THE NEW DANGER ZONES
India Today|November 27, 2023
The unprecedented destruction caused by landslides in Uttarakhand this year puts a huge question mark on the Rs 12,000 crore Char Dham project. Can India find a way out, protect its infrastructure while also minimising the impact on the mountains?
AVISHEK G. DASTIDAR
THE NEW DANGER ZONES

It turned out to be a 0 dark Diwali for 40 workers at an under-construction tunnel on the Gangotri-Yamunotri national highway in Uttarakhand. At 5.30 am on November 12, when the rest of India was waking up to celebrate the festival of lights, a 100-metre portion of the proposed 4.5 km Silkyara-Barkot tunnel collapsed suddenly. Following a landslide, the roof caved in and tonnes of loose earth and fallen debris sealed the tunnel's mouth, locking the workers in.

As we go to press, the men remain trapped, with teams from the National Highways and Infrastructure Development Corporation Ltd (NHIDCL) and the Uttarakhand government racing against time to rescue them. "The rescue teams have had to be careful, because reaching the site with such heavy machinery and deploying it on the loose soil is precarious.

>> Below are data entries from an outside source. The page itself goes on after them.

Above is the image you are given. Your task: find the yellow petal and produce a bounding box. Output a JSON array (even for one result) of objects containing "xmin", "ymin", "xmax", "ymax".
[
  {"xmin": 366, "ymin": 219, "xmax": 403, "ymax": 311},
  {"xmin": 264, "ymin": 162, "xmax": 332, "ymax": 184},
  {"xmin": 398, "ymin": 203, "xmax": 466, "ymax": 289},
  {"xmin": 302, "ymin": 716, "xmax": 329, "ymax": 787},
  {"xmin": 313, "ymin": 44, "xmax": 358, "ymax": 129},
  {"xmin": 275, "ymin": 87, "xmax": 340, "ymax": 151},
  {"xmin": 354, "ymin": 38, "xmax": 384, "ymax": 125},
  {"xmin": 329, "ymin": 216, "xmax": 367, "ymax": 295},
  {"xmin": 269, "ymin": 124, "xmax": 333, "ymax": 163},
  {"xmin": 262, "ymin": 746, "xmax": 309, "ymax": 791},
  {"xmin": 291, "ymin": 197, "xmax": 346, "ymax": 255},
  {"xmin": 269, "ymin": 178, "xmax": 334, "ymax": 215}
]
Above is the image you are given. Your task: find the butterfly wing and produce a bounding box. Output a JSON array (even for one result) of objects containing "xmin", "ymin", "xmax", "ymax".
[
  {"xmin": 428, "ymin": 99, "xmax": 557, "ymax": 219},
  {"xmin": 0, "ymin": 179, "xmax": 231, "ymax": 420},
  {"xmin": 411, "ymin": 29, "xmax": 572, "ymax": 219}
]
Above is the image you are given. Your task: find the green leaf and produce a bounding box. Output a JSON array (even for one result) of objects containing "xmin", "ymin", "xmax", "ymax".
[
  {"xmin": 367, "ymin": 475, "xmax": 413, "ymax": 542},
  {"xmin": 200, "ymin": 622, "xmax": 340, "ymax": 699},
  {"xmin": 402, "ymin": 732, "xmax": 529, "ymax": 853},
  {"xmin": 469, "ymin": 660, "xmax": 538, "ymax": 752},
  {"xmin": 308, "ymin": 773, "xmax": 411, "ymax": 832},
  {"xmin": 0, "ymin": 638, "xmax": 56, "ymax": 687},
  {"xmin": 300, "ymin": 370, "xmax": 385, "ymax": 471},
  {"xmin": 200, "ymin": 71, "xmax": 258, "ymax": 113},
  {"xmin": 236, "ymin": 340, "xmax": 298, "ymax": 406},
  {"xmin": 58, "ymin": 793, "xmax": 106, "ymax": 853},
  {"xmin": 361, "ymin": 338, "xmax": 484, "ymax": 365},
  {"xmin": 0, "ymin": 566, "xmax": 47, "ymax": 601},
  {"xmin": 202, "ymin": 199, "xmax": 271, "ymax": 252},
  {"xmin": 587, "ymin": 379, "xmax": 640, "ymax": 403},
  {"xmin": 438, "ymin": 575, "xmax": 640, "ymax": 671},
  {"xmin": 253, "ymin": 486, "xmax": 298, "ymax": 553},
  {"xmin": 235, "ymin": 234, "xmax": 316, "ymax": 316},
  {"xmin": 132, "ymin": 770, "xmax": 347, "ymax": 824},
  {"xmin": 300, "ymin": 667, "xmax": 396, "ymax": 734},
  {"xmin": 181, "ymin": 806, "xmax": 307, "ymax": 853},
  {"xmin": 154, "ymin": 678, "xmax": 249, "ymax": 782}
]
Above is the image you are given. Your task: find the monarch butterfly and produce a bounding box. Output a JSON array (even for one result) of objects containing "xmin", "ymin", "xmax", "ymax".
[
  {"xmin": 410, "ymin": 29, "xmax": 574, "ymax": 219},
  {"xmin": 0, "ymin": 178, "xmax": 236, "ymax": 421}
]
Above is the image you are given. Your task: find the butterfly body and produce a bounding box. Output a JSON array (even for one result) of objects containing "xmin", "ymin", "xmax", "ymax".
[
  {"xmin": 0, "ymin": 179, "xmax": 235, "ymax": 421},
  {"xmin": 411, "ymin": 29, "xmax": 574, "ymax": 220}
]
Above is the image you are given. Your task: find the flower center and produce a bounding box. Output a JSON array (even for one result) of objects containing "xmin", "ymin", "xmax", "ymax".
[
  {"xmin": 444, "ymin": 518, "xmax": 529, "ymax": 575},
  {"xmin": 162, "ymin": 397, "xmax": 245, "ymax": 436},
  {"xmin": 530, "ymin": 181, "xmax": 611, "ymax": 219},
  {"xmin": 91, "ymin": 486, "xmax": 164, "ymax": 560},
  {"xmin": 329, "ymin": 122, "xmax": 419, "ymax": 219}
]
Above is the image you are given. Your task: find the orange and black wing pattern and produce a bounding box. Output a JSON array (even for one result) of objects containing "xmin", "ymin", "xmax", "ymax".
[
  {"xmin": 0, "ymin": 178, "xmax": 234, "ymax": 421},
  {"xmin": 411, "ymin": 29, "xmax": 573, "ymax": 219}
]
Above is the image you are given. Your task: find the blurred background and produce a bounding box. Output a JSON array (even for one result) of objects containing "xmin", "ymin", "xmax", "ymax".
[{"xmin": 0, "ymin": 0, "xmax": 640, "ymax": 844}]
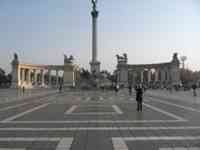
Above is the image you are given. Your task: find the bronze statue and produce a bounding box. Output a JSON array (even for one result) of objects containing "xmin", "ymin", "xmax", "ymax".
[
  {"xmin": 116, "ymin": 53, "xmax": 128, "ymax": 63},
  {"xmin": 92, "ymin": 0, "xmax": 97, "ymax": 11},
  {"xmin": 64, "ymin": 54, "xmax": 74, "ymax": 63},
  {"xmin": 14, "ymin": 53, "xmax": 18, "ymax": 60}
]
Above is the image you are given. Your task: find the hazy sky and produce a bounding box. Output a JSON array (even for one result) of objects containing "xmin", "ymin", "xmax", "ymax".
[{"xmin": 0, "ymin": 0, "xmax": 200, "ymax": 71}]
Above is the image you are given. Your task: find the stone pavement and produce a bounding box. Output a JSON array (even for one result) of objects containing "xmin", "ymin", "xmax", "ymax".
[
  {"xmin": 0, "ymin": 91, "xmax": 200, "ymax": 150},
  {"xmin": 0, "ymin": 88, "xmax": 57, "ymax": 103}
]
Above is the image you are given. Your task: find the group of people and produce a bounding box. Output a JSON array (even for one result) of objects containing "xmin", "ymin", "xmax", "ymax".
[{"xmin": 115, "ymin": 84, "xmax": 144, "ymax": 112}]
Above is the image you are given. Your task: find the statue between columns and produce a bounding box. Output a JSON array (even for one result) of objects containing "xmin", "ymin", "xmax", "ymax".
[
  {"xmin": 116, "ymin": 53, "xmax": 128, "ymax": 64},
  {"xmin": 12, "ymin": 53, "xmax": 19, "ymax": 65},
  {"xmin": 64, "ymin": 54, "xmax": 74, "ymax": 64},
  {"xmin": 92, "ymin": 0, "xmax": 97, "ymax": 11}
]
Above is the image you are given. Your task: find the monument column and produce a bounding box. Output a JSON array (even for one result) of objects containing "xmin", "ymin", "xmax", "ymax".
[
  {"xmin": 140, "ymin": 71, "xmax": 144, "ymax": 83},
  {"xmin": 90, "ymin": 0, "xmax": 100, "ymax": 74},
  {"xmin": 22, "ymin": 68, "xmax": 26, "ymax": 83},
  {"xmin": 148, "ymin": 70, "xmax": 151, "ymax": 82},
  {"xmin": 33, "ymin": 69, "xmax": 37, "ymax": 85},
  {"xmin": 155, "ymin": 69, "xmax": 159, "ymax": 82},
  {"xmin": 27, "ymin": 69, "xmax": 31, "ymax": 86},
  {"xmin": 56, "ymin": 70, "xmax": 58, "ymax": 86},
  {"xmin": 11, "ymin": 53, "xmax": 20, "ymax": 88},
  {"xmin": 48, "ymin": 70, "xmax": 51, "ymax": 85},
  {"xmin": 40, "ymin": 69, "xmax": 44, "ymax": 86}
]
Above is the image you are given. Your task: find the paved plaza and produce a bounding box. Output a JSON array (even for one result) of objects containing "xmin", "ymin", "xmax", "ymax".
[{"xmin": 0, "ymin": 90, "xmax": 200, "ymax": 150}]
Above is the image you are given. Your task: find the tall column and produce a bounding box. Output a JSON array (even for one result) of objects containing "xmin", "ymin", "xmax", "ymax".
[
  {"xmin": 56, "ymin": 70, "xmax": 59, "ymax": 86},
  {"xmin": 27, "ymin": 69, "xmax": 31, "ymax": 86},
  {"xmin": 140, "ymin": 71, "xmax": 144, "ymax": 83},
  {"xmin": 48, "ymin": 70, "xmax": 51, "ymax": 85},
  {"xmin": 161, "ymin": 70, "xmax": 165, "ymax": 83},
  {"xmin": 40, "ymin": 69, "xmax": 44, "ymax": 86},
  {"xmin": 148, "ymin": 70, "xmax": 151, "ymax": 82},
  {"xmin": 155, "ymin": 69, "xmax": 159, "ymax": 82},
  {"xmin": 90, "ymin": 0, "xmax": 100, "ymax": 74},
  {"xmin": 33, "ymin": 69, "xmax": 37, "ymax": 85},
  {"xmin": 22, "ymin": 68, "xmax": 25, "ymax": 83},
  {"xmin": 11, "ymin": 53, "xmax": 21, "ymax": 88}
]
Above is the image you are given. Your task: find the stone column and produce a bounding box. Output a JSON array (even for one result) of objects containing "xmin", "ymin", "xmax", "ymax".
[
  {"xmin": 148, "ymin": 70, "xmax": 151, "ymax": 82},
  {"xmin": 161, "ymin": 70, "xmax": 165, "ymax": 83},
  {"xmin": 27, "ymin": 69, "xmax": 32, "ymax": 86},
  {"xmin": 40, "ymin": 69, "xmax": 44, "ymax": 86},
  {"xmin": 140, "ymin": 71, "xmax": 144, "ymax": 83},
  {"xmin": 22, "ymin": 68, "xmax": 25, "ymax": 83},
  {"xmin": 33, "ymin": 69, "xmax": 37, "ymax": 85},
  {"xmin": 155, "ymin": 69, "xmax": 159, "ymax": 82},
  {"xmin": 90, "ymin": 2, "xmax": 100, "ymax": 74},
  {"xmin": 27, "ymin": 69, "xmax": 31, "ymax": 84},
  {"xmin": 48, "ymin": 70, "xmax": 51, "ymax": 85},
  {"xmin": 56, "ymin": 70, "xmax": 59, "ymax": 86}
]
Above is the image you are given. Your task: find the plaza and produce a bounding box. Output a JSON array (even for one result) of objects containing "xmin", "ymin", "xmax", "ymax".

It can't be done in haste or else the machines will collapse," Dr Ranjit Sinha, secretary, Uttarakhand Disaster Management, told INDIA TODAY.

Ironically, the Rs 853 crore tunnel connecting Dharasu to Yamunotri, part of the contentious Char Dham highway development project, is being built to protect road users from such landslides. 'Once built, this tunnel will...provide all-weather connectivity and reduce 25.6 km snow-affected length...to 4.5 km, resulting in reduction of travel time to five minutes instead of the 50 taken at present,' a statement from the Union ministry of road transport and highways (MoRTH) said a day after the accident, even as rescue operations were on.